Kabupaten Bekasi |BekasiKepo.com | Program Wi-Fi gratis yang diluncurkan Pemerintah Kabupaten Bekasi melalui Dinas Komunikasi, Informatika, Persandian, dan Statistik (Diskominfosantik) bertujuan mulia: memberikan akses internet gratis kepada masyarakat, terutama di wilayah yang belum terjangkau layanan komersial. Namun, di sejumlah titik, kenyataan di lapangan berbanding terbalik dengan tujuan program. Salah satunya, jaringan Wi-Fi gratis di Desa Karang Asih, Kecamatan Cikarang Utara, terpantau tidak bisa diakses publik lantaran terkunci tanpa informasi atau petunjuk penggunaan.

Padahal, hingga akhir Juli 2024, Diskominfosantik mengklaim layanan Wi-Fi telah tersedia di 70 desa dan 30 sarana ibadah. Program ini disebut-sebut sebagai upaya mendukung transformasi digital di tingkat akar rumput, memperkuat akses informasi, hingga menunjang aktivitas pendidikan daring.
Namun, ketiadaan akses serta minimnya papan informasi atau petunjuk penggunaan menimbulkan pertanyaan serius. Warga tidak mengetahui bagaimana cara mengakses layanan, dan tidak ada kejelasan mengenai siapa yang bertanggung jawab menangani pengaduan.
Kondisi ini memicu kritik tajam dari kalangan masyarakat sipil, termasuk Sekretaris Jenderal Jurnalis Pencinta Alam dan Peduli Bencana (JURPALA), A. Sofyan, yang menilai bahwa program ini terkesan hanya menjadi proyek seremonial belaka.

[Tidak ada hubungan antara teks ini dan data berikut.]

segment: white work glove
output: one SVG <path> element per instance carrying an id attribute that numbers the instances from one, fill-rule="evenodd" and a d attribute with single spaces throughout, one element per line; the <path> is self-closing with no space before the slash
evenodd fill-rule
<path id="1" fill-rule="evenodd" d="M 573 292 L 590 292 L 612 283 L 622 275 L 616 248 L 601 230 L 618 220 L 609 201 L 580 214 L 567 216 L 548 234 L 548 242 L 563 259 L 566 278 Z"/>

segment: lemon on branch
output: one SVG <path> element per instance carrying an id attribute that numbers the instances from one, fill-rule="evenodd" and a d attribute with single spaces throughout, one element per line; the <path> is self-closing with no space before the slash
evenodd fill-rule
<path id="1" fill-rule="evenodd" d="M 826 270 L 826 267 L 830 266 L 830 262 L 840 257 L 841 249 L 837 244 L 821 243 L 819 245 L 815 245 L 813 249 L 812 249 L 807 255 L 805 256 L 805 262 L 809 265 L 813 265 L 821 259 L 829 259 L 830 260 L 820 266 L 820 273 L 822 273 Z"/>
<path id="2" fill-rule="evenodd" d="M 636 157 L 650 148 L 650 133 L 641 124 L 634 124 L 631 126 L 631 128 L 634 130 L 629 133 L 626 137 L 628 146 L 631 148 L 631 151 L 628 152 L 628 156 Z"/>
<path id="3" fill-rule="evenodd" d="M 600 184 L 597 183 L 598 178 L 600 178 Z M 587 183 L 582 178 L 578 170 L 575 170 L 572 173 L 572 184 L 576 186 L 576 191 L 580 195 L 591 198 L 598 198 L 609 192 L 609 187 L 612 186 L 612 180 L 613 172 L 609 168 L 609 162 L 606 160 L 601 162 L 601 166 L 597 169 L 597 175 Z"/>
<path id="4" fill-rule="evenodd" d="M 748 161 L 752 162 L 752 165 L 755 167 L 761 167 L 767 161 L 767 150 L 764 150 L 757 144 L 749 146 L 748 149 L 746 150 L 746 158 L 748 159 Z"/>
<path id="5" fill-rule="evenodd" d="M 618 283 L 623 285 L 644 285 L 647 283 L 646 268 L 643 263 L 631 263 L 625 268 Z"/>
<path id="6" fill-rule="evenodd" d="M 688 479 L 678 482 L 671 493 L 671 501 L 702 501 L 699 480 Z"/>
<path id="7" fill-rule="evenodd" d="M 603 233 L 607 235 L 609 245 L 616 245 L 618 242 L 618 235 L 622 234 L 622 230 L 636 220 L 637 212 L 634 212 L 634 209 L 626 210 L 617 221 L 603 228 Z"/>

“Pemerintah tidak boleh hanya mengejar angka-angka dan pelaporan administratif. Ketika fasilitas publik seperti Wi-Fi gratis tidak bisa digunakan oleh masyarakat, itu artinya ada yang salah—baik dalam perencanaan maupun pelaksanaannya,” ujar A. Sofyan.
Ia menegaskan bahwa setiap program berbasis dana publik harus memiliki efek langsung bagi masyarakat.
“Kalau Wi-Fi gratis hanya dipasang untuk kebutuhan laporan proyek, tanpa bisa dimanfaatkan warga, maka itu bukan pelayanan, tapi pemborosan. Infrastruktur digital harus bisa digunakan, bukan sekadar dipamerkan,” tegasnya.
A. Sofyan juga mendesak Diskominfosantik agar bersikap terbuka. Publik perlu mengetahui lokasi aktif Wi-Fi, status jaringannya, dan siapa yang bisa dihubungi jika ada kendala.
“Transparansi dan akuntabilitas mutlak. Jangan sampai fasilitas publik justru menjadi sumber kekecewaan masyarakat,” tambahnya.
Sampai berita ini diterbitkan, pihak Diskominfosantik Kabupaten Bekasi belum memberikan klarifikasi resmi terkait alasan akses Wi-Fi yang terkunci maupun mekanisme pemanfaatannya oleh warga. Upaya konfirmasi yang dilakukan media ini belum mendapat tanggapan.
Tanpa transparansi dan pengawasan, program Wi-Fi gratis ini berisiko menjadi simbol kegagalan digitalisasi daerah. Bukan memperluas konektivitas, tapi justru menunjukkan betapa jauhnya antara kebijakan di atas kertas dan kenyataan di lapangan.